In vitro evaluation of marrow clot enrichment on microstructure decoration, cell delivery and proliferation of porous titanium scaffolds by selective laser melting three‐dimensional printing

• Published in: Journal of biomedical materials research. Part B, Applied biomaterials Vol. 106; no. 6; pp. 2245 - 2253
• Main Authors: Yao, Qing‐qiang, Hu, Jun, Zheng, Peng‐fei, Li, Jia‐yi, Zhou, Jin, Tian, Shu‐chang, Wei, Bo, Xu, Yan, Wang, Li‐ming
• Format: Journal Article
• Language: English
• Published: United States Wiley Subscription Services, Inc 01.08.2018
• Subjects: Alkaline phosphatase; Biocompatibility; Biomechanics; Biomedical materials; Bone marrow; Cell culture; Cell number; Cell proliferation; Collagen (type I); Decoration; Deoxyribonucleic acid; Differentiation (biology); DNA; Enrichment; Erythrocytes; Fabrication; Fibrin; Laser beam melting; Materials research; Materials science; Materials substitution; Melting; Mesenchyme; Microstructure; Modulus of elasticity; Osseointegration; Osteocalcin; Pores; Scaffolds; Stem cells; Surgical implants; Titanium; Titanium alloys; Titanium base alloys; bone marrow clot; microstructure decoration; titanium scaffolds; porous scaffolds
• ISSN: 1552-4973; 1552-4981; 1552-4981
• DOI: 10.1002/jbm.b.34032

Titanium alloy is a clinically approved material for bone substitution.

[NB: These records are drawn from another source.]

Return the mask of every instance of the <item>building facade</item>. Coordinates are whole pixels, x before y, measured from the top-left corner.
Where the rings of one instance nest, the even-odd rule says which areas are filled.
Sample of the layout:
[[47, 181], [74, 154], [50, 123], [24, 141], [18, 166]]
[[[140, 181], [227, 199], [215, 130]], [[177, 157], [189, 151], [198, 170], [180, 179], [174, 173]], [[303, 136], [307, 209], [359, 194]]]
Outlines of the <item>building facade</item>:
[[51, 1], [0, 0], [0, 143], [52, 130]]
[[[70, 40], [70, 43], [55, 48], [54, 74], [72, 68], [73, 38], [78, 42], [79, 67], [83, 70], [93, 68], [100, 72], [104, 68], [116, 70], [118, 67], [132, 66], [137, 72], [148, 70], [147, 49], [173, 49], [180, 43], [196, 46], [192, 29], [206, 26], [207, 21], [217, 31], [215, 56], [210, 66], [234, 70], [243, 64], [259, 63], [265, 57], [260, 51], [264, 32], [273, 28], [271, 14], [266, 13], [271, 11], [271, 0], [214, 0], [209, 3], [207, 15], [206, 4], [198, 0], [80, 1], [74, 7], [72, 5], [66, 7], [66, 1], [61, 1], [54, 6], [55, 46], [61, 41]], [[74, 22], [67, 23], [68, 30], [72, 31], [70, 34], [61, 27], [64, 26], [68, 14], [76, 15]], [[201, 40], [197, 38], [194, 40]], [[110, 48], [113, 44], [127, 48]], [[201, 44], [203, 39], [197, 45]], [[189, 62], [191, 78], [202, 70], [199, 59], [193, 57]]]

Although three‐dimensional printing (3DP) fabrication technique can build up porous Ti scaffolds with the designed shape and microstructure, the biomechanical performance of 3DP Ti scaffolds still need to be improved to increase the reliability of osseointegration capacity. To address this issue, rabbit bone marrow clot (MC) is used to modify 3DP Ti scaffolds by stem cell delivery and microenvironment decoration inside the pores of these scaffolds. Moreover, 3DP Ti scaffolds were built up using selective laser melting, and 3DP MC‐Ti scaffolds were constructed through the enrichment of MC with Ti scaffolds in vitro . Results demonstrated that the obtained 3DP Ti scaffolds in current study has an average modulus of elasticity (ME) at 1294.48 MPa with average yield strength of 33.154 MPa. For MC‐Ti scaffolds, MC enrichment obstructs the pores of 3DP scaffolds due to the large amount of fibrin and erythrocytes and leads to a decrease in ratio of live cells at 1‐week culture. Cell proliferation and osteogenic differentiation performance of MC‐Ti scaffolds were promoted with porous recanalization in the later 3 weeks. After 2 weeks in vitro culture, fivefold of cell number in MC‐Ti scaffolds were observed than bone marrow‐derived mesenchymal stem cell‐seeded Ti scaffolds. Compared to Ti scaffolds, fourfold of deoxyribonucleic acid content, type I collagen‐α1, osteocalcin, and alkaline phosphatase expression in MC‐Ti scaffolds were observed after 4 weeks in vitro culture. Results suggested that the combination with MC is a highly efficient method that improves the biological performance of Ti scaffolds. © 2017 Wiley Periodicals, Inc. J Biomed Mater Res Part B: Appl Biomater, 106B: 2245–2253, 2018.